2. The marine anchor winch anchor chain wheel vibration-damping base according to claim 1, characterized in that: The left and right sides of the second splicing plate (130) are both trapezoidal, and the opposite sides of the first splicing plate (120) on the left and right sides are both triangular.
3. The marine anchor winch anchor chain wheel vibration-damping base according to claim 1, characterized in that: A nut (111) is connected to the upper side of the screw (110), and a rubber pad (112) is provided on the lower side of the nut (111).
4. The marine anchor winch anchor chain wheel vibration-damping base according to claim 1, characterized in that: The upper side of the base (100) is connected to two sets of baffles (140), and the opposite sides of the baffles (140) on the front and rear sides are connected to blocks (141).

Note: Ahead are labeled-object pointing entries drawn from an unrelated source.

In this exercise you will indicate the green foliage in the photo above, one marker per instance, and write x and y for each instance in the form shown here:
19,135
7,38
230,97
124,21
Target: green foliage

5. The marine anchor winch anchor chain wheel vibration-damping base according to claim 1, characterized in that: A lower pressure plate (150) is provided on the outer side of the two sets of screws (110), and the lower pressure plate (150) is located on the upper side of the second splicing plate (130).
6. The marine anchor winch anchor chain wheel vibration-damping base according to claim 5, characterized in that: The front and rear sides of the lower pressure plate (150) are connected to the action block (151), and the lower side of the action block (151) is connected to the mounting plate (152). The mounting plate (152) has mounting holes in its body.